Prove the following identity,where the angles involved are acute angles for which the expressions are defined:
$\frac{\cos A-\sin A+1}{\cos A+\sin A-1}=\operatorname{cosec} A+\cot A$,using the identity $\operatorname{cosec}^{2} A=1+\cot ^{2} A$.

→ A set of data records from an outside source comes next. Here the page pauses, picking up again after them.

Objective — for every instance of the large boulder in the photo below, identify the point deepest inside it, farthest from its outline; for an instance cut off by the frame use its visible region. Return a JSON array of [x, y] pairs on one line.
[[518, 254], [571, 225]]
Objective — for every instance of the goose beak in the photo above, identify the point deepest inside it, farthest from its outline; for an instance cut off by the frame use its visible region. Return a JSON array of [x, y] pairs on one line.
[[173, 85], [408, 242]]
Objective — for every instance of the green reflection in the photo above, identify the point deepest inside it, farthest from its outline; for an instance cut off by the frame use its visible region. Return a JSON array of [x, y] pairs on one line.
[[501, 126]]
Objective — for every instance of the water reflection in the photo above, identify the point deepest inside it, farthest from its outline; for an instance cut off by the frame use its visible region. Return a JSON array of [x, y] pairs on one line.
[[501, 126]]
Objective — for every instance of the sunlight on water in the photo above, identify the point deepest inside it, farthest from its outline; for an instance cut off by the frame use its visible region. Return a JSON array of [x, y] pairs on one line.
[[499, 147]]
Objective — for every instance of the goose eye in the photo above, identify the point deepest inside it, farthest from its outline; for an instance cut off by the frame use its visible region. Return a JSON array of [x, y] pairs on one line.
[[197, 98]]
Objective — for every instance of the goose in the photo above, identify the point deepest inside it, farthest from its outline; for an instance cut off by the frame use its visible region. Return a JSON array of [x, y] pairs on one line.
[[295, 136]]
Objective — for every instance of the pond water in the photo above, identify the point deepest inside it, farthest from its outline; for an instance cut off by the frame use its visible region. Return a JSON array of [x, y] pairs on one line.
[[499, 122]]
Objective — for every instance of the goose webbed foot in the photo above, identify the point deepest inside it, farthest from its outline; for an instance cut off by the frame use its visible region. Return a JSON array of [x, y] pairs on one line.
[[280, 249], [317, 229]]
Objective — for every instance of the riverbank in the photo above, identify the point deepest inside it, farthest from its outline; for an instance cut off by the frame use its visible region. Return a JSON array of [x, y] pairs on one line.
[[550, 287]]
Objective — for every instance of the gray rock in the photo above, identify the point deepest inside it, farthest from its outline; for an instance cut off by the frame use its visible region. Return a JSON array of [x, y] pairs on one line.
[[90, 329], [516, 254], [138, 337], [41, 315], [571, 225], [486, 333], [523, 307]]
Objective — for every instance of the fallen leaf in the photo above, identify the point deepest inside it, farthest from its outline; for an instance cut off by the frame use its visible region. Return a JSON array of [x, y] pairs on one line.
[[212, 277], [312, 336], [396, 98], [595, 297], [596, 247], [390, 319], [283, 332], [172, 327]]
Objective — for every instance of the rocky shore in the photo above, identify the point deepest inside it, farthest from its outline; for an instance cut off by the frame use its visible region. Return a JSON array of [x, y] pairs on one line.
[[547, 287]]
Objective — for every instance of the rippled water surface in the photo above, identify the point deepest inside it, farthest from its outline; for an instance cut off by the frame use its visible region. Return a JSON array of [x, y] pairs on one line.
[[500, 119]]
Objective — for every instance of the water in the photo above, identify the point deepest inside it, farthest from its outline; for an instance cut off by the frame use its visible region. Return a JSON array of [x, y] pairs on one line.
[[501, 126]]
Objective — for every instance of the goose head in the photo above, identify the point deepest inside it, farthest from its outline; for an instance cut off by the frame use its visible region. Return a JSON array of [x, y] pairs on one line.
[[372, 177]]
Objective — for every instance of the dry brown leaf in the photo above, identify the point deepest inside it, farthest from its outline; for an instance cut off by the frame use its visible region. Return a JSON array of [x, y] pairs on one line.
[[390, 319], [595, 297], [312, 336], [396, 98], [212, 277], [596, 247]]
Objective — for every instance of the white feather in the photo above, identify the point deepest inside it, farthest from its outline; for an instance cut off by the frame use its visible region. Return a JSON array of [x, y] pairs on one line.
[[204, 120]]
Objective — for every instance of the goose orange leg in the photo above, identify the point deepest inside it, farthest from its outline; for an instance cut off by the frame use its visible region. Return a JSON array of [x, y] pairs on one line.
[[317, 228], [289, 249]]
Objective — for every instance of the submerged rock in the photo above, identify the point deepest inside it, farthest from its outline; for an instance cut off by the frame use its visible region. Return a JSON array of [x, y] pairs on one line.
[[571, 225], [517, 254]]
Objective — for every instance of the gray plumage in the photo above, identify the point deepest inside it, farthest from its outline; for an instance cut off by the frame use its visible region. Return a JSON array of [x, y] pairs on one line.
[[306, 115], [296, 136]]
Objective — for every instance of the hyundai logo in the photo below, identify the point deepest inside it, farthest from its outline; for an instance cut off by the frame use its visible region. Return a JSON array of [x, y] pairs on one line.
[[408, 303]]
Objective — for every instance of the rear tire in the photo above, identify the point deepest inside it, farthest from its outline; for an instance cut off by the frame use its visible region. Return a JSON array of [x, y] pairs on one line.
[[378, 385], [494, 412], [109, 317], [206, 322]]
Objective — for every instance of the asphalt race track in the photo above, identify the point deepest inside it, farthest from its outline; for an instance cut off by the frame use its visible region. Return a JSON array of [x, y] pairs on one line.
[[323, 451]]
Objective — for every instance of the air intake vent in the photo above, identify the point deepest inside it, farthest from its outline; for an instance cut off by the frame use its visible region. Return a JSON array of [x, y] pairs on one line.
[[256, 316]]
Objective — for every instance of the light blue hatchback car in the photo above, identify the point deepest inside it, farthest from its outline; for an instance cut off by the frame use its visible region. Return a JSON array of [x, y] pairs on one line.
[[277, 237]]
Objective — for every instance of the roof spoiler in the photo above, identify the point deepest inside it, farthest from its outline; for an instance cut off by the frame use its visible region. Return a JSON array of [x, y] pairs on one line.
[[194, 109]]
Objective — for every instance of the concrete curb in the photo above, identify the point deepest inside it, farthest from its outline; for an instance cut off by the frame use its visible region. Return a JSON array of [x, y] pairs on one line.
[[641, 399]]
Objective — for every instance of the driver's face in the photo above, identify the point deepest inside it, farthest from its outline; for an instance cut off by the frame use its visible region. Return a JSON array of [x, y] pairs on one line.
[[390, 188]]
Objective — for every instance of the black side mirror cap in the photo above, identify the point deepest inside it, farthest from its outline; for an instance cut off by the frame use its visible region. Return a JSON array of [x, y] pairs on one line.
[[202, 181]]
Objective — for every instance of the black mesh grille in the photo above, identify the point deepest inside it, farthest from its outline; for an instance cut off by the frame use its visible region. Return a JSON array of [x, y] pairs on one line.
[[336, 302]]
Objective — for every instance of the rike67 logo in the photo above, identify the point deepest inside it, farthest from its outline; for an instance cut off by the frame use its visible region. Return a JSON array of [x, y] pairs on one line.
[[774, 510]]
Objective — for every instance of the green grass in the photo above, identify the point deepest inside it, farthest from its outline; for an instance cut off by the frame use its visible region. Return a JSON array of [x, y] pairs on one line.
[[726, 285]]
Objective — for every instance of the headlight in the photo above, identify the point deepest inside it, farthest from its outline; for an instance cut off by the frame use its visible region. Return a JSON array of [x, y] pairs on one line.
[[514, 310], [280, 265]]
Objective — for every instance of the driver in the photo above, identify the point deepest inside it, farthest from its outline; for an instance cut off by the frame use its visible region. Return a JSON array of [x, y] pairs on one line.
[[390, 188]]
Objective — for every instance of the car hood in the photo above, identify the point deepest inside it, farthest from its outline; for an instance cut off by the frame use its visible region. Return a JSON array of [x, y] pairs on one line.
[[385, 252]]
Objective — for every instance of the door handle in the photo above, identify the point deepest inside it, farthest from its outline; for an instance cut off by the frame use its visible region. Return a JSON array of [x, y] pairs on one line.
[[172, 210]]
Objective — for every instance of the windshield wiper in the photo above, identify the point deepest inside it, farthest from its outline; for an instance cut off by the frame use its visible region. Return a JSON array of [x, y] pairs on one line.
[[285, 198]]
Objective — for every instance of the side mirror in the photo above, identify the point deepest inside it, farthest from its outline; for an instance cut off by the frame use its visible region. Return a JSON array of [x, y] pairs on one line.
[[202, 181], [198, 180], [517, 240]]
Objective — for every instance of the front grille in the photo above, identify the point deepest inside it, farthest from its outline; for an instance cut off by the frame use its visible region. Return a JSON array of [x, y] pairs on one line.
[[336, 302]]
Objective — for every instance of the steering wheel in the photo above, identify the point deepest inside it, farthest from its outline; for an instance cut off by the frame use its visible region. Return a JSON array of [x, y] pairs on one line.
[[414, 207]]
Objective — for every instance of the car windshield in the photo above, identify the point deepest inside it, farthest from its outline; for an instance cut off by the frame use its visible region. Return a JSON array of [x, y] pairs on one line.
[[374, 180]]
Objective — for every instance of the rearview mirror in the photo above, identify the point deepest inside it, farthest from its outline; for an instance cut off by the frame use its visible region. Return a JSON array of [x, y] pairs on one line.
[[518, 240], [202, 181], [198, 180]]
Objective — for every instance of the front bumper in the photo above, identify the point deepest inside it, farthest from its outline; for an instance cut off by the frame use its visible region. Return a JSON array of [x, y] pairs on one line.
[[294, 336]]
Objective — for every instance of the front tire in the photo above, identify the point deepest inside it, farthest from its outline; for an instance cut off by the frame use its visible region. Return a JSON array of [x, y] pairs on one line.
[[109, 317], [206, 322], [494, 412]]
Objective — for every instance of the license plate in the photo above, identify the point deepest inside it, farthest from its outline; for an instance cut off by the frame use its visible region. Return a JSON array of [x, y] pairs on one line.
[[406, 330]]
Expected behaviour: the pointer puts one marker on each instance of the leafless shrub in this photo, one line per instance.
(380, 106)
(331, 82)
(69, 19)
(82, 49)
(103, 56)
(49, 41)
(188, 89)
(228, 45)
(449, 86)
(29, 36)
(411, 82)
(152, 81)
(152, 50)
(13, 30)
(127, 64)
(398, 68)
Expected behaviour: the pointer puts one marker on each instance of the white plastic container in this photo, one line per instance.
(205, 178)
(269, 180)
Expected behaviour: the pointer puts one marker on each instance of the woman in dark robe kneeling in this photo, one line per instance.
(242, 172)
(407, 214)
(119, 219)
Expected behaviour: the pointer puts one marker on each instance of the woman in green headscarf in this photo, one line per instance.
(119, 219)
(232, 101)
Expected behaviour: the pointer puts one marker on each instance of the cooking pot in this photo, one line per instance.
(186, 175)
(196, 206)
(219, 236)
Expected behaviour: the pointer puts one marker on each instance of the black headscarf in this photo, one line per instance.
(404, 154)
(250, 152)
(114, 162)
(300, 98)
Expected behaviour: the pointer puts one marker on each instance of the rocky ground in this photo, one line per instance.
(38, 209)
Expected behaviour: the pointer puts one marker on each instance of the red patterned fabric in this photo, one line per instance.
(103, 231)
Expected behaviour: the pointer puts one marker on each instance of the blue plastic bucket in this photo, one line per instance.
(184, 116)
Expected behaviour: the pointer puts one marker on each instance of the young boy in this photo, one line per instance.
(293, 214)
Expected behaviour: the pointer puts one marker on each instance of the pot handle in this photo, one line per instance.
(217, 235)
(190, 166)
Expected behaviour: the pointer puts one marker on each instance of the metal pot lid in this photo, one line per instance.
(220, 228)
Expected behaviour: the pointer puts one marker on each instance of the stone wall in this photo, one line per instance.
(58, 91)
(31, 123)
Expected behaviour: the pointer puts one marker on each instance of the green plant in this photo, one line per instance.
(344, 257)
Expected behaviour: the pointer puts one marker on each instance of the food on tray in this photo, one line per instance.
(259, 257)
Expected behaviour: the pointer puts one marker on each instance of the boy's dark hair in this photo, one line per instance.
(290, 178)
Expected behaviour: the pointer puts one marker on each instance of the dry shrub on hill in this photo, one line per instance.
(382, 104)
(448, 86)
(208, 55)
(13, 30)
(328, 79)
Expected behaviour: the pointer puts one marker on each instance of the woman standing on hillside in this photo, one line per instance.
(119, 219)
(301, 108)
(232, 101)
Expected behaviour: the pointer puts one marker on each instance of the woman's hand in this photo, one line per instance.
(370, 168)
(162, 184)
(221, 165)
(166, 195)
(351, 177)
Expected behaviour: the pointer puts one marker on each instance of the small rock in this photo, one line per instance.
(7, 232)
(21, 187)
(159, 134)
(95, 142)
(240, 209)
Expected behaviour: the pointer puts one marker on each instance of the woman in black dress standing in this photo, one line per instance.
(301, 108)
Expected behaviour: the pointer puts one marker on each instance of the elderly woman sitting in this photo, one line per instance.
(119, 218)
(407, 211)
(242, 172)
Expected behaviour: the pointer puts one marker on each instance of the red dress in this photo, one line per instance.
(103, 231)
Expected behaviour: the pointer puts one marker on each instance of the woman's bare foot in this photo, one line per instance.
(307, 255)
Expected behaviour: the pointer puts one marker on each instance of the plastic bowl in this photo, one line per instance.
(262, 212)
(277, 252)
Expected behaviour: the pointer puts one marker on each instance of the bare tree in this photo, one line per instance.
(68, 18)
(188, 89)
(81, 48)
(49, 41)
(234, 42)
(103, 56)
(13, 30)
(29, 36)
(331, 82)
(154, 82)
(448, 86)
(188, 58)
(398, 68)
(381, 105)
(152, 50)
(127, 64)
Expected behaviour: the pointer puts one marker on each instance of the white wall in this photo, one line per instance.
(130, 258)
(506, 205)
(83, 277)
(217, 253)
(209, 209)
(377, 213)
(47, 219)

(N/A) To prove: $\frac{\cos A-\sin A+1}{\cos A+\sin A-1}=\operatorname{cosec} A+\cot A$
$L.H.S. = \frac{\cos A - \sin A + 1}{\cos A + \sin A - 1}$
Divide the numerator and the denominator by $\sin A$:
$= \frac{\frac{\cos A}{\sin A} - \frac{\sin A}{\sin A} + \frac{1}{\sin A}}{\frac{\cos A}{\sin A} + \frac{\sin A}{\sin A} - \frac{1}{\sin A}}$
$= \frac{\cot A - 1 + \operatorname{cosec} A}{\cot A + 1 - \operatorname{cosec} A}$
Using the identity $1 = \operatorname{cosec}^{2} A - \cot^{2} A$ in the numerator:
$= \frac{\cot A + \operatorname{cosec} A - (\operatorname{cosec}^{2} A - \cot^{2} A)}{\cot A - \operatorname{cosec} A + 1}$
$= \frac{(\cot A + \operatorname{cosec} A) - (\operatorname{cosec} A - \cot A)(\operatorname{cosec} A + \cot A)}{\cot A - \operatorname{cosec} A + 1}$
Factor out $(\cot A + \operatorname{cosec} A)$:
$= \frac{(\cot A + \operatorname{cosec} A) [1 - (\operatorname{cosec} A - \cot A)]}{\cot A - \operatorname{cosec} A + 1}$
$= \frac{(\cot A + \operatorname{cosec} A) (1 - \operatorname{cosec} A + \cot A)}{\cot A - \operatorname{cosec} A + 1}$
Since $(1 - \operatorname{cosec} A + \cot A) = (\cot A - \operatorname{cosec} A + 1)$,they cancel out:
$= \cot A + \operatorname{cosec} A = R.H.S.$